Underworld Cover
Underworld Cover

Underworld

  • 3.94 

    2.38K Reviews
  • audiobook Audiobook
  • Jan 1999

    Released
  • 827

    Pages
The release date for the English version of 'Underworld' by Don DeLillo is Jan 1999. If you enjoy this novel, it is available for buy as a paperback from Barnes & Noble or Indigo, as an ebook on the Amazon Kindle store, or as an audiobook on Audible.

DeLillo presents a striking, at times overwhelming, account of the twin forces of the Cold War and American culture, compelling that "swerve from evenness" in which he finds events and people both wondrous and horrifying. Eisenstein documented the forces of totalitarianism and Stalinism upon the faces of the Russian peoples.

The incredibly elegant prologue of Underworld takes place during the 1951 Giants-Dodgers pennant chase. Written in a style that DeLillo refers to as "super-omniscience," the sentences follow a young Cotter Martin as he runs out to the diamond, slides in on a fast ball, jumps the gate to the press box, soars over the radio waves, pops into the stands where J. Edgar Hoover is sitting with a sultry Jackie Gleason and a giddy Frank Sinatra, and finds out about the Soviet Union's second nuclear bomb detonation. This is a very exciting literary moment. The events of the following several decades are put in action, all knitted together by the baseball as it moves from hand to hand, when Bobby Thomson smashes Branca's pitch into the extended hand of Cotter—the "shot heard around the world"—and Jackie Gleason throws up on Sinatra's shoes.

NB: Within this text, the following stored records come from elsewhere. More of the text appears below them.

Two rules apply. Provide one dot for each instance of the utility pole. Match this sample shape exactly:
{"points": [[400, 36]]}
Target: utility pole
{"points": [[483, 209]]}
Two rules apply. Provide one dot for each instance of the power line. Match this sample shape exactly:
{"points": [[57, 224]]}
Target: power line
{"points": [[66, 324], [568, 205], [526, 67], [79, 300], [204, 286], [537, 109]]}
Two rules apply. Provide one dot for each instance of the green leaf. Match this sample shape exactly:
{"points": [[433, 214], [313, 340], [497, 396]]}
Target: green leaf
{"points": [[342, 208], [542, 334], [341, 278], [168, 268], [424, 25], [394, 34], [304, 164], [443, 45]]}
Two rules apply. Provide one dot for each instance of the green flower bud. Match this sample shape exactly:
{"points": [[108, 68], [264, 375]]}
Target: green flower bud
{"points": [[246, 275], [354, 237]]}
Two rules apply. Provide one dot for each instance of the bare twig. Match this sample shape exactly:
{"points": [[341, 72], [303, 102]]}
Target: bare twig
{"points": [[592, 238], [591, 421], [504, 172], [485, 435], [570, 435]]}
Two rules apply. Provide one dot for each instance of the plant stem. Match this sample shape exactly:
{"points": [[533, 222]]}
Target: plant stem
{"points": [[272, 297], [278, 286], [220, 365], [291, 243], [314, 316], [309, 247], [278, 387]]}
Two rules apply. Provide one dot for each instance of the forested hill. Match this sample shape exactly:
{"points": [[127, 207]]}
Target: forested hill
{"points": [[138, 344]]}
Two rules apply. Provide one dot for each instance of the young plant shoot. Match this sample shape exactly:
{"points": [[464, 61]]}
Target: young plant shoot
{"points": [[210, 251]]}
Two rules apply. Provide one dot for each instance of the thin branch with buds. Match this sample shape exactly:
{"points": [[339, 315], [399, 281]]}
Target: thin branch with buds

DeLillo says, "It's all falling indelibly into the past," a history he painstakingly recounts and expertly reconstructs. In 1992, hop from Giants Stadium to the Nevada desert, where artist Kara Sax and now-owner Nick Shay reconcile. DeLillo filters the Cold War experience mostly via the events, spinoffs, and chance meetings of their pasts—they had been short and unusual lovers forty years before. His belief is that "global events may alter how we live in the smallest ways," and throughout the course of the book's eight hundred pages, we see firsthand how such events affect people as the story travels back to 1951. By using a reverse narrative, the author is able to remove all traces of pop culture and history, leaving only the three essential components of the story—the baseball, the bomb, and the Bronx. DeLillo flash-forwards to a near future in which the mix of fear and joy that characterized the Cold War has been replaced by merciless capitalism, the Internet, and a new, subdued faith in an epilogue as thrilling and breathtaking as the prologue.

By combining disparate and entwined narratives, such as those of gangsters, highway killers, artists, celebrities, conspirators, nuns, and various other people, DeLillo skillfully crafts a delicate network of interconnected experiences, a collective Zeitgeist that beautifully captures the chaotic entirety of fifty years of American history.